Sometimes documents are slow because of the size of their Data Set. This could be due to the raw data or the number of new variables created in Displayr. Many times performance can improve by simply saving the raw data file from a new document to a more compressed format (a leaner .sav or .QDat) and updating that file to the Document with your Report.
However, more significant improvements can be seen by using a separate document to perform more of the data preparation outside of the Document you build your Report in, such as:
- Removing unneeded variables and cases.
- Creating constructed variables that do not need to be updated in real-time in the report, such as top 2 box scores, text categorizations, segmentation membership, etc.

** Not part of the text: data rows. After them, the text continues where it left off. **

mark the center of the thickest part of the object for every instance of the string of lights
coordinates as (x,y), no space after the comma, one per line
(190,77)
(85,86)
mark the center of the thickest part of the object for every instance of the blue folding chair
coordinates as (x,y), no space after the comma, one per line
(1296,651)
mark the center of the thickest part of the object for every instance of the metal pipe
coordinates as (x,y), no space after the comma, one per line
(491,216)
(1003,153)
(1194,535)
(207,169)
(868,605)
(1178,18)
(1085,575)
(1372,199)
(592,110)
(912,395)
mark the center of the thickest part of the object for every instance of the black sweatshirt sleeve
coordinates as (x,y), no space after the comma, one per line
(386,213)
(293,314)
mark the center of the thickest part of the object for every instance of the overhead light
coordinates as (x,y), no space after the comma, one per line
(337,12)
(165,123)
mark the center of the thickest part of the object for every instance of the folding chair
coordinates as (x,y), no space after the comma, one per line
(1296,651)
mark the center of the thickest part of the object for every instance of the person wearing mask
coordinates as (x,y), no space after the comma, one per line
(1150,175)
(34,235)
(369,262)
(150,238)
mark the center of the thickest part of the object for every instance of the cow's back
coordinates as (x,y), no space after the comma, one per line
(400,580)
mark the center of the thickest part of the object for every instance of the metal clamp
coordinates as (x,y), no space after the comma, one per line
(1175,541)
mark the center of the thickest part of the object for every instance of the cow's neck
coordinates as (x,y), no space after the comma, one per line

- You would not use this for filter variables that depend on user-selections in combo boxes or other controls on the page as they need to be recalculated when the control selection changes. Nor would you use it for constructed Banners as they use a dynamic interface and have extra nets, spans, and other structures integrated into them.
- Stacking data.
- Merging data, such as real-time API data into a historical data file - this is especially handy for tracking studies.
Any categories you have merged, NETs you've created, or categories deleted in tables will not be merged, created, or deleted in the saved file.
- A data set loaded into a new Displayr document.
- If setting any data up to export automatically on a schedule, you'll need Server time for private dashboards and API hours (view hours) on your account.
- Decide if you would like to start with the raw data and edit from there, or take the Data Set you've created (with constructed variables) and whittle down your report to what you want to include in the data preparation.
- Starting from the raw data - create a New Document from your Documents page, append something like Data Preparation to the report name, and import your raw data.
- Starting from your current data set - Duplicate the document from your Documents page (via the ellipses button when hovering over the document's name), appending something like Data Preparation to the name.
- In the data preparation document, edit the data to: add in constructed variables that you'd like hardcoded in the report, hide/delete unneeded variables/cases, delete any banner or variables that need to be recalculated in real-time in the report (if working from a duplicated document).
- Save to your cloud drive for the most efficient workflow. Click Publish > Export Data > To Displayr Cloud Drive as Q Data File (.QDat) (the leanest format type as it was created specifically for Q/Displayr) or you can choose To Displayr Cloud Drive as SPSS File (.SAV) if you are using it in the merging or stacking widget.
- On the next screen, select an option below then click OK.
- If you'd like to set up automatic exporting, select Whenever document is published.
- To export manually whenever you want, select Just now.
- Give the exported file a name and click OK.
- [OPTIONAL]: Set up the automatic updating of this data set by scheduling the document to be republished on a schedule (it doesn't matter that it's not been published to a dashboard). See How to Automatically Republish a Dashboard on how to set up the Automatic Updating widget.
- [OPTIONAL]: Perform any merging or stacking that you require using the exported file from your Displayr cloud drive. If desired, use the AUTOMATIC UPDATING sections in their object inspectors to set up a schedule for exporting the merged/stacked data to the cloud (note this will happen whether or not the input data sets have been changed).
- In the original document used for reporting, in the Data Sets tree select your data set.
- Press Update in the object inspector to update it with a new version.
- Click Displayr Cloud Drive and select the appropriate file from your cloud drive that you created in your data preparation document.
- Review any warnings or errors that pop up in the document.
- Repeat steps 8-11 for any other data sets you'd like to update with a file from your data preparation document.